Orang yang tidak divaksinasi kecuali wanita hamil, anak-anak, atau mereka yang disarankan untuk tidak mendapatkan vaksin karena alasan medis harus membayar untuk tes tersebut. Harapannya adalah agar orang tidak lagi bergantung pada sistem pengujian sebagai cara untuk menghindari vaksin. Namun, sebulan kemudian, tes gratis diperkenalkan kembali ketika pihak berwenang berjuang untuk mengekang tingkat infeksi yang meningkat pesat.

Di Afrika Selatan tes antigen cepat dijual seharga 380 ZAR (£ 18,50), dan tes PCR dua kali lipat.

Rezim pengujian bervariasi di 17 wilayah pemerintahan sendiri di Spanyol. Di wilayah Madrid, pemerintah sejauh ini telah mendistribusikan tes antigen gratis 5 juta yang dapat diambil dari apotek di dalam dan sekitar ibu kota. Pada pertengahan Januari, pemerintah Spanyol membatasi harga tes antigen yang dijual di apotek pada €2,94. Sebelum topi diperkenalkan, alat uji telah dijual sekitar €10 dan tidak selalu tersedia.

Di Thailand, alat tes antigen dijual secara online, di toko serba ada dan apotek, dengan harga mulai dari sekitar 50 baht (£ 1,13).
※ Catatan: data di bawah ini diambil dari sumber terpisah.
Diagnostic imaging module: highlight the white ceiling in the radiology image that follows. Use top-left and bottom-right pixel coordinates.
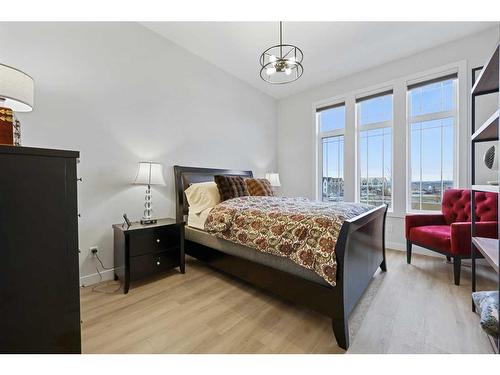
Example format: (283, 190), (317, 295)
(142, 22), (497, 98)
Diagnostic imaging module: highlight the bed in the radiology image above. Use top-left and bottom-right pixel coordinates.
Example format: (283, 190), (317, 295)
(174, 166), (387, 350)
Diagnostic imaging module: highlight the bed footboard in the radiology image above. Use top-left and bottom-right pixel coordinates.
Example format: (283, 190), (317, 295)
(331, 205), (387, 349)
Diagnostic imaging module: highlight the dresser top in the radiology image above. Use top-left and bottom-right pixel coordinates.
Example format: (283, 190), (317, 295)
(113, 218), (184, 232)
(0, 145), (80, 158)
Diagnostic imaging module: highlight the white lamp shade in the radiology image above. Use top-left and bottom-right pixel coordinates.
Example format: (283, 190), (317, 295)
(134, 161), (166, 185)
(266, 173), (281, 186)
(0, 64), (35, 112)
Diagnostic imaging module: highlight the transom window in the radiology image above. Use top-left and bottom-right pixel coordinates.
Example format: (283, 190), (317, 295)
(356, 90), (393, 207)
(408, 74), (457, 211)
(316, 103), (345, 202)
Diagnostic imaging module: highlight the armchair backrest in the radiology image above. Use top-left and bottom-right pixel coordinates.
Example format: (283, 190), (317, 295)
(441, 189), (498, 224)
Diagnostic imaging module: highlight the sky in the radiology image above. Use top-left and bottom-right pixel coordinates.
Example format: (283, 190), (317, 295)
(319, 80), (455, 181)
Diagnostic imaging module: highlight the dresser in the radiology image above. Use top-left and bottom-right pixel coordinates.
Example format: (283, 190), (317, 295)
(113, 219), (185, 294)
(0, 146), (81, 353)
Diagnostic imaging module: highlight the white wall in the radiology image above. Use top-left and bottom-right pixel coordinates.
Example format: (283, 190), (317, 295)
(278, 27), (499, 251)
(0, 23), (276, 283)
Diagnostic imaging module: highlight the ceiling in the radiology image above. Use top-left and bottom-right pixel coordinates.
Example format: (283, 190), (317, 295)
(142, 22), (498, 98)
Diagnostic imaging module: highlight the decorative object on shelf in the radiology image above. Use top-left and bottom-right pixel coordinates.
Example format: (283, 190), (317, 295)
(469, 43), (500, 354)
(260, 21), (304, 85)
(472, 290), (499, 339)
(0, 64), (34, 146)
(122, 214), (132, 229)
(134, 161), (166, 225)
(266, 172), (281, 195)
(483, 145), (498, 185)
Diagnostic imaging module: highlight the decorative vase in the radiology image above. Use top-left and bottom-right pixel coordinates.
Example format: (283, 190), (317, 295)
(0, 107), (14, 146)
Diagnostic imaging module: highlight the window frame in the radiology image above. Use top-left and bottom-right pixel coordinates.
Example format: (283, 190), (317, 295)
(406, 72), (460, 214)
(354, 90), (394, 212)
(314, 99), (347, 201)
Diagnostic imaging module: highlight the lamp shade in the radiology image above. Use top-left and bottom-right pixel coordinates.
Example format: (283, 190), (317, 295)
(0, 64), (35, 112)
(134, 161), (166, 185)
(266, 173), (281, 187)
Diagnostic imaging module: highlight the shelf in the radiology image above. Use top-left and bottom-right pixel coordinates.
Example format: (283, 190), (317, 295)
(471, 110), (500, 142)
(472, 185), (498, 193)
(471, 45), (499, 95)
(472, 237), (499, 273)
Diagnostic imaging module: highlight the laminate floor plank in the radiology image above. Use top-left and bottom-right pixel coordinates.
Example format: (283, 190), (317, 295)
(81, 250), (496, 353)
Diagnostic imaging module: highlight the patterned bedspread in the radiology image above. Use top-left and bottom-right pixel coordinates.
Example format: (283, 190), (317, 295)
(205, 196), (374, 286)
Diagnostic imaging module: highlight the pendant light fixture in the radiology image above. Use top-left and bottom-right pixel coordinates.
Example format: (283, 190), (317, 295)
(260, 21), (304, 85)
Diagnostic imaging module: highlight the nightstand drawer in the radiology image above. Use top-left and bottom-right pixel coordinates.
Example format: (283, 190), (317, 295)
(130, 250), (180, 281)
(130, 226), (180, 256)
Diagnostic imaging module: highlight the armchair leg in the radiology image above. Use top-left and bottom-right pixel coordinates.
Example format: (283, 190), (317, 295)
(406, 240), (411, 264)
(453, 257), (462, 285)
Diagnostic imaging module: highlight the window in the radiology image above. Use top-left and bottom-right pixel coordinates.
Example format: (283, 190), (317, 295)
(356, 91), (393, 207)
(316, 103), (345, 202)
(408, 74), (457, 211)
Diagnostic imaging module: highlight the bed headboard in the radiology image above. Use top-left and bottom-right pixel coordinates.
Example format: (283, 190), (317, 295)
(174, 165), (253, 221)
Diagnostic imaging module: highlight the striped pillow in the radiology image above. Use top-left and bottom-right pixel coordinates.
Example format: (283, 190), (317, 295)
(214, 176), (249, 201)
(245, 178), (274, 197)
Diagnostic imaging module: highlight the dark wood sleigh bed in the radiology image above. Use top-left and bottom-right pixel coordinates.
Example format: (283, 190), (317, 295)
(174, 165), (387, 350)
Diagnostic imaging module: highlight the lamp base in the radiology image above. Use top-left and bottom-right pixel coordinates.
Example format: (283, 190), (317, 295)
(141, 219), (158, 225)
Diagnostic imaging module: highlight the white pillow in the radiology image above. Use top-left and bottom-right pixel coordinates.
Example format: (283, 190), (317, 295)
(185, 181), (220, 215)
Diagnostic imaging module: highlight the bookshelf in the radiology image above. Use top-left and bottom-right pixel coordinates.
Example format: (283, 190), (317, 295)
(471, 44), (500, 354)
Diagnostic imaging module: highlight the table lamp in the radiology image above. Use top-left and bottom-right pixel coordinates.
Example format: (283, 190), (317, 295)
(134, 161), (166, 225)
(0, 64), (34, 146)
(266, 172), (281, 194)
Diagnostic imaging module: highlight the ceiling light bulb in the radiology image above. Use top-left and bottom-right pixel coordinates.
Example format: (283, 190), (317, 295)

Pemerintah juga telah mulai menjual tes antigen seharga 35 baht (79p) di delapan lokasi di Bangkok dan online. Jika Anda ingin berwisata ke suatu tempat tujuan wisata, Anda mungkin diharuskan mengikuti tes sebelum masuk, dan ini bisa lebih mahal. Biaya tes PCR berkisar dari 1.300 baht di beberapa daerah hingga 4.500 baht.

Di AS, biaya dan akses ke antigen cepat dan pengujian PCR sangat bervariasi tergantung di mana Anda tinggal dan asuransi kesehatan apa yang Anda miliki, jika ada. Tes antigen cepat dapat menghabiskan biaya sekitar $15 (£11) di apotek atau supermarket, tetapi sejak Januari telah terjadi peningkatan besar dalam situs pengujian gratis di seluruh negeri, serta jutaan alat tes untuk sekolah.
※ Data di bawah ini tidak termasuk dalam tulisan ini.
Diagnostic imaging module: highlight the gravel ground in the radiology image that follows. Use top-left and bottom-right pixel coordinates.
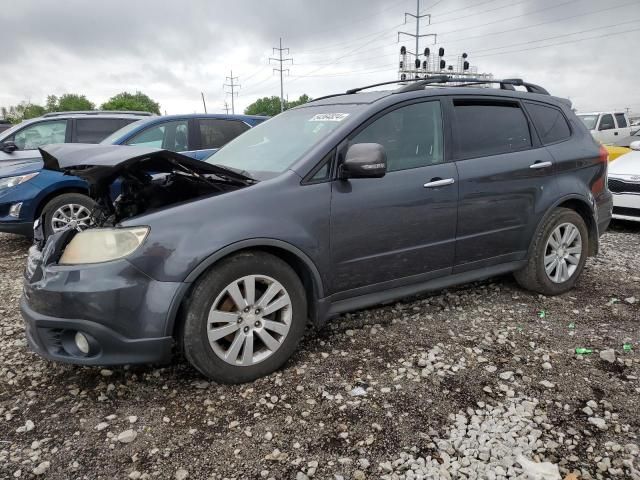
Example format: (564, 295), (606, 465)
(0, 224), (640, 480)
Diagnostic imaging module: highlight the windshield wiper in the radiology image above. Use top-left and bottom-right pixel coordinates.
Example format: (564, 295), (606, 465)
(212, 163), (259, 182)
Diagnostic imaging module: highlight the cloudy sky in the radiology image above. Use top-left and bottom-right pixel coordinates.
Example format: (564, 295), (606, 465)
(0, 0), (640, 114)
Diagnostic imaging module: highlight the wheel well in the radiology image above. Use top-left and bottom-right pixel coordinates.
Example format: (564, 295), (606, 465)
(172, 245), (319, 339)
(34, 187), (89, 219)
(557, 198), (599, 256)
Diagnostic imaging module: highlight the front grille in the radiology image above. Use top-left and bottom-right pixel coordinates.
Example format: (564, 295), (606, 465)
(608, 178), (640, 193)
(613, 207), (640, 218)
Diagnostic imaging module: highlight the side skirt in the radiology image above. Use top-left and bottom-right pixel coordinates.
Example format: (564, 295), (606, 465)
(316, 260), (527, 326)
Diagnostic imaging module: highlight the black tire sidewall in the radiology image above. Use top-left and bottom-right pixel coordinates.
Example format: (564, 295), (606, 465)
(42, 193), (96, 237)
(534, 210), (589, 295)
(182, 252), (307, 383)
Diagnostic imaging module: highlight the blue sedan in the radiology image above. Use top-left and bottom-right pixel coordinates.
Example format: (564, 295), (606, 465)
(0, 114), (267, 235)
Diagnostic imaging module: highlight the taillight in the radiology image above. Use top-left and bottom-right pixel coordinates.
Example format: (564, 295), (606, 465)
(600, 145), (609, 164)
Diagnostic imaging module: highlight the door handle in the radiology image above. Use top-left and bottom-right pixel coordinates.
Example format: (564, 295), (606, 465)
(424, 178), (456, 188)
(529, 161), (553, 170)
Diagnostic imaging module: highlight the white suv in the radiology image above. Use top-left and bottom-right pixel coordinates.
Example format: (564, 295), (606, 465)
(578, 112), (632, 144)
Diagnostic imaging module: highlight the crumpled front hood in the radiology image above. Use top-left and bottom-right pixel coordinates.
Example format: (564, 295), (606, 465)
(40, 144), (257, 227)
(0, 159), (42, 178)
(39, 143), (255, 185)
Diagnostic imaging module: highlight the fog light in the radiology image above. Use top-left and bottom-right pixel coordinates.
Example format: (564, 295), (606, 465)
(74, 332), (89, 355)
(9, 202), (22, 218)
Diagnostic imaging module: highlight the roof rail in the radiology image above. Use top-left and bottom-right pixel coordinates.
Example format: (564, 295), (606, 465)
(308, 75), (550, 103)
(42, 110), (155, 117)
(394, 75), (549, 95)
(307, 75), (449, 103)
Tes PCR tersedia di klinik swasta, dengan biaya $100 atau lebih, tetapi Anda juga bisa mendapatkannya secara gratis dari beberapa rumah sakit dan klinik, meskipun aksesnya sangat bervariasi. Sejak 15 Januari, perusahaan asuransi kesehatan swasta diharuskan menanggung biaya hingga delapan tes rumah cepat.

Untuk sekitar 28 juta orang tanpa asuransi kesehatan, pemerintahan Biden mengatakan akan membeli satu miliar tes gratis, yang dapat diminta orang secara online atau di klinik kesehatan dan apotek setempat, meskipun tidak jelas berapa banyak yang telah diamankan dan didistribusikan sejauh ini.
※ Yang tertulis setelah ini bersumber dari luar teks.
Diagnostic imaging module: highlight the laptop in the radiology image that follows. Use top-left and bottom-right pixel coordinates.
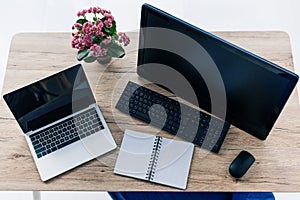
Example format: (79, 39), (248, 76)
(3, 64), (116, 181)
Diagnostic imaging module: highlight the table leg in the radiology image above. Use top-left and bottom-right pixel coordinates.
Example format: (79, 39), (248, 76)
(32, 191), (41, 200)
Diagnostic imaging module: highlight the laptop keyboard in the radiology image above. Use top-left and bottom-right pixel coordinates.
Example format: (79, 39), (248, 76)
(29, 108), (104, 158)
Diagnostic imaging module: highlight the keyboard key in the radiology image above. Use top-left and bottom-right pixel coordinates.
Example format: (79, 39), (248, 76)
(57, 137), (79, 149)
(51, 147), (57, 152)
(35, 147), (46, 154)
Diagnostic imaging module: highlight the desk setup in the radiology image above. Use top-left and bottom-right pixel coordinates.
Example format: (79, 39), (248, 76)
(0, 2), (300, 191)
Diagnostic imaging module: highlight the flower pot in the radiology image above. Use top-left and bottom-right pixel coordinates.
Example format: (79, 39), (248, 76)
(97, 55), (112, 65)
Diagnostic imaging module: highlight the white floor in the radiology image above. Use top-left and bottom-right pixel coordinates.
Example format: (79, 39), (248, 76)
(0, 0), (300, 200)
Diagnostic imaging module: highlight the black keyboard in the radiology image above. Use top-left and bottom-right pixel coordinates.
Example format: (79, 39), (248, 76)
(116, 81), (230, 153)
(29, 108), (104, 158)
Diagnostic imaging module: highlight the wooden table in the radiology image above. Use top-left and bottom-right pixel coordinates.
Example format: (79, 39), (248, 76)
(0, 32), (300, 191)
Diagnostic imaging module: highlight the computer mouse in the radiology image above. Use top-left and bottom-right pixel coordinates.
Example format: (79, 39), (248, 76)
(229, 151), (255, 178)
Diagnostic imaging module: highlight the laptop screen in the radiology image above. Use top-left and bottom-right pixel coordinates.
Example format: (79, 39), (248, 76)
(137, 4), (298, 139)
(3, 64), (95, 133)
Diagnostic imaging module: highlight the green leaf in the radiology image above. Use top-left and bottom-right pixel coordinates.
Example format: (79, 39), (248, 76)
(84, 56), (97, 63)
(107, 43), (125, 58)
(77, 49), (89, 61)
(76, 19), (88, 25)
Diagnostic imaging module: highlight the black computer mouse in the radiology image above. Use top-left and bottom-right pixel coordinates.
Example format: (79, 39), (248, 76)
(229, 151), (255, 178)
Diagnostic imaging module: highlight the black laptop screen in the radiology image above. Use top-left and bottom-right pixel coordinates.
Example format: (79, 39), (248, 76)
(137, 5), (298, 139)
(4, 65), (95, 133)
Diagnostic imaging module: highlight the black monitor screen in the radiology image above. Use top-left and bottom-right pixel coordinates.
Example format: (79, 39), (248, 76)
(4, 65), (95, 133)
(137, 4), (298, 139)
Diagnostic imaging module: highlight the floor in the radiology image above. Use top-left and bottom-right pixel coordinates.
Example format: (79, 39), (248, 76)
(0, 0), (300, 200)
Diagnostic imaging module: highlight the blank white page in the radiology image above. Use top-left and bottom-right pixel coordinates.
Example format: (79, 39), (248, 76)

Cek Berita dan Artikel yang lain di Google News

Simak Video Pilihan di Bawah Ini :

Simak berita lainnya seputar topik artikel ini, di sini :

Covid-19 Tes PCR
Editor : Mia Chitra Dinisari

Bergabung dan dapatkan analisis informasi ekonomi dan bisnis melalui email Anda.